Looking ahead I saw at least two channel options. I consulted the GPS app on my iPhone. I realized again how dramatically the channels change. It showed me on the left side, I was actually on the right.
There was a spot where I had to sprint through some very fast water on a corner. I dug in. Compared to the water I was flying. I glanced at the bank and found I was going backwards. Cautiously I angled slightly across as I got slowly swept downstream. On the other side I jumped out and started walking my boat upstream.
In places there was quicksand. The current moved the sand out from under my feet and I could feel myself sinking. No danger though, hanging onto the boat. For about 45 minutes I walked the kayak along one bank until it got too deep. Again I had to paddle across very fast water, then walked the kayak up the other side. I knew the railroad bridge marked the Niobrara so as I approached it I watched for the channel where the Missouri split off. Finally I could see: the Missouri had already split off. I was going up the Niobrara.

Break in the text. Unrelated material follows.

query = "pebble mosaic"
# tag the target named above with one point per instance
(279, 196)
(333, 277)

That was a significant bummer, and confusing. How did I miss the confluence? I knew it wasn’t far away, it had to be on this side of the line of bluffs, less than a mile away.
The good news is I got to paddle downstream for a few hundred yards. I saw what looked like a side channel of the Missouri, but after a mile found it was the main river. I’m not surprised I got fooled. The Niobrara had much more current.
The Missouri was running clearer now. The Niobrara famously runs full of silt and debris. Now I was paddling in much slower current so I made steady progress.
There were lots of eagles hanging out around the long ridge on the NE side of the river.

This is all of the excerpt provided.